MSNBC used a similar tactic at 6:22 p.m., as reporter Norah O’Donnell told viewers the Bush and Kerry campaigns were responding to reports on the Internet about exit-poll results.

Fox News was the first network to call the crucial state of Ohio for Bush, at 12:41 a.m. Wednesday. NBC News called Ohio for Bush 18 minutes later, and at 1:52 a.m., Blitzer told CNN viewers that the network believed the state was too close to call because there were 600,000 ballots that had yet to be counted.

For several hours Tuesday night, there wasn’t much major news, as most of the states that the networks were able to call for Bush or Kerry had been long anticipated, and results in key swing states such as Ohio or Arizona were too close to call.
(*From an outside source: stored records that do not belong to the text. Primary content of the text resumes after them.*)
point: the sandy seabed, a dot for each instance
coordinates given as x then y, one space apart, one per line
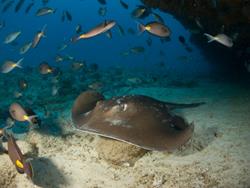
218 155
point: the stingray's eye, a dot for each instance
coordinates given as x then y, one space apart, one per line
172 125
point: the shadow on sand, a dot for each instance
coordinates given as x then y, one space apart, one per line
46 174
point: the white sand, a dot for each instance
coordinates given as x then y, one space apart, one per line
217 156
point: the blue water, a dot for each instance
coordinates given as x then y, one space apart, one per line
100 49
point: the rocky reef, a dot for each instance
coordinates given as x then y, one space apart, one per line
231 17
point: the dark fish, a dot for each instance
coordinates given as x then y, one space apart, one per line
3 1
68 15
183 42
63 16
99 29
158 17
45 68
124 5
155 28
45 11
102 11
29 7
109 34
121 30
22 84
182 39
149 41
19 5
137 50
39 36
131 31
103 2
18 158
7 6
18 113
78 29
45 2
141 12
2 24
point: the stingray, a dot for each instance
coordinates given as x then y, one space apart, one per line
136 119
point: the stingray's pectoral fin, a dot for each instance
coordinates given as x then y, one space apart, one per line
178 122
177 105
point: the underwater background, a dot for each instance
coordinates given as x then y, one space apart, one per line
182 68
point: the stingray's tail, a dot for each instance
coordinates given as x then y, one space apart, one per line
179 105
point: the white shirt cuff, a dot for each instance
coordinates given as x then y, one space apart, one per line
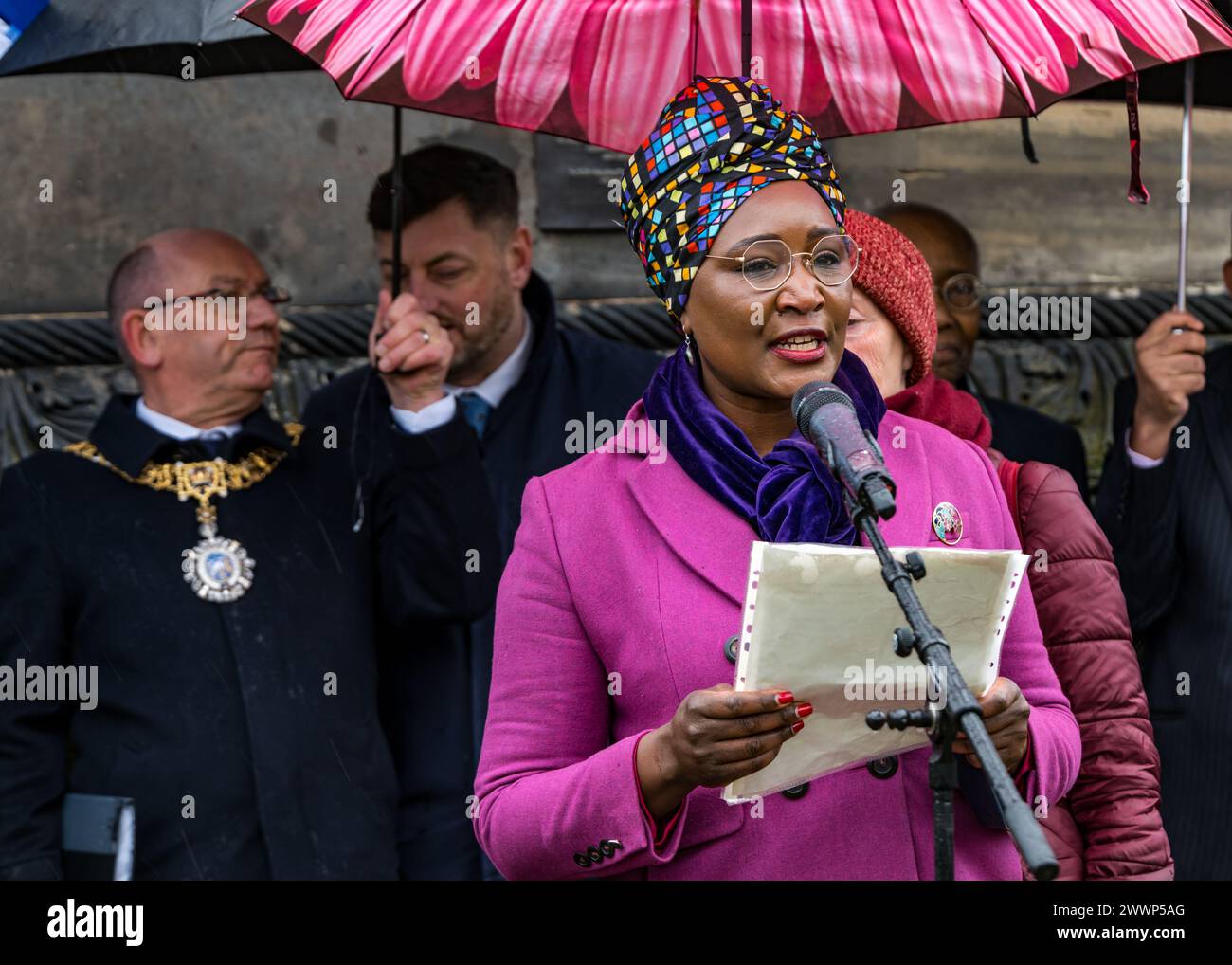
1136 459
427 418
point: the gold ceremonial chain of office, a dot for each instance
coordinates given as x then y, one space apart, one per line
217 569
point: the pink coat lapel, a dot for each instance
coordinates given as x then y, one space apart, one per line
706 535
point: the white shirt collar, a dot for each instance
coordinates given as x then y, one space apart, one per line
175 429
506 374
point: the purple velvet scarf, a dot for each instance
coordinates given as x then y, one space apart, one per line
788 496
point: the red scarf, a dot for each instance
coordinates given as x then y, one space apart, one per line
935 401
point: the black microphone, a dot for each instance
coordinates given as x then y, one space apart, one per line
826 418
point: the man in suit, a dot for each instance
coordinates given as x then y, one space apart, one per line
1019 432
525 386
1166 503
232 637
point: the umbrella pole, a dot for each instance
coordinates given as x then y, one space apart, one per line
395 283
1186 132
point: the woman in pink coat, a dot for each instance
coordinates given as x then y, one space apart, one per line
611 723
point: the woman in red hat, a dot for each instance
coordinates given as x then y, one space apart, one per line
1109 825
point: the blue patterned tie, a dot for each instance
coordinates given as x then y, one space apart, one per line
476 410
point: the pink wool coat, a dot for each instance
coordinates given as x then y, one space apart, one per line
624 566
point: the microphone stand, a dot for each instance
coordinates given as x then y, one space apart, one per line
961 711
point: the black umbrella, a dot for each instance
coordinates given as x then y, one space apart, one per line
147 37
143 37
1202 82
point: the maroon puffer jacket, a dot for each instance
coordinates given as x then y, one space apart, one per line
1109 825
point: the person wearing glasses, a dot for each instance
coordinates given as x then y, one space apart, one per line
612 721
198 559
1109 825
1019 432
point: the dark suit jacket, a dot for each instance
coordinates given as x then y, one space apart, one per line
1170 530
225 702
435 695
1024 434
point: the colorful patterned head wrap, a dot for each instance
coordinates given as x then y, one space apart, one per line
717 142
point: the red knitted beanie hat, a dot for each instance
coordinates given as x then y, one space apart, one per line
895 275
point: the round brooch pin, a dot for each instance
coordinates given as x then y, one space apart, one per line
948 522
217 569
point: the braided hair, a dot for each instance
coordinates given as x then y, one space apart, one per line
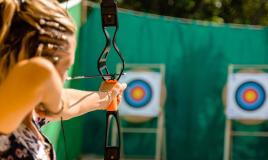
30 28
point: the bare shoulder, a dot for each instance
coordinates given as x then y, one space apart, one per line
35 64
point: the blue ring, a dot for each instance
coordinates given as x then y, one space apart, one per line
147 97
241 90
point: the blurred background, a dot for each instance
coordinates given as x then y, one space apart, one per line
196 41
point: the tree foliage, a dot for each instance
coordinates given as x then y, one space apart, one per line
254 12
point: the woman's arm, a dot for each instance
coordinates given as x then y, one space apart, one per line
27 84
79 102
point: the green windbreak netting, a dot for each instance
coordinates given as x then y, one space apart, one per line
196 56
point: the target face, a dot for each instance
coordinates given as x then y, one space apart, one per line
138 93
250 96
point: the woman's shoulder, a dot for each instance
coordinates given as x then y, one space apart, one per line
36 64
13 145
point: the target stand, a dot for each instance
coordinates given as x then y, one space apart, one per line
245 98
143 101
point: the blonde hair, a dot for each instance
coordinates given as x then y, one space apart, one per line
28 27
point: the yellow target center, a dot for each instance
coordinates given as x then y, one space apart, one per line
250 96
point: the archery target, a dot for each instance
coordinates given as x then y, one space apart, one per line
142 95
250 96
246 96
138 93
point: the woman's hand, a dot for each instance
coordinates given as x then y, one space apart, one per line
112 91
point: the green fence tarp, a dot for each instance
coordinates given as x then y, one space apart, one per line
196 56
ABC News Now relied on interviewing patrons in a Boston pub around 10:30 p.m. “What we can’t figure out yet is if people are drinking because they are happy or sad, but I can confirm that there is a lot of drinking going on here tonight,” ABC reporter Jody Hassett told viewers.

The digital network, which ABC simulcasts on the Internet, has a young, edgy feel, and relies on new technology such as Wi-Fi video hookups, which malfunctioned at times. New ABC reporter Jonathan Karl, a CNN veteran, laughed at one point, after asking producers, “Do we have this graphic ready, guys?”

An anchor responded: “No, we have nothing, but let’s ad-lib instead. None of the graphics are ready.”


Comedy Central viewers got perhaps the most laughs Tuesday night, as The Daily Show With Jon Stewart pulled a 1.6 rating and 2.1 million total viewers for its “Election Night 2004: Prelude to a Recount” coverage, the program’s second-best performance ever.

Stewart’s reports included a segment that featured a reporter asking a doctor if he could contract genital warts after using an antiquated voting booth that contained a grimy curtain.

Fox News was the highest-rated all-news channel from 7 p.m. to 3 a.m. on election night, averaging a 5.1 rating. That topped CNN’s 4.2 and MSNBC’s 2.0 rating during the same time period.

CNN had the most popular Web site on election night, setting a new record of 650 million page views, which it said made it No. 1 for the night.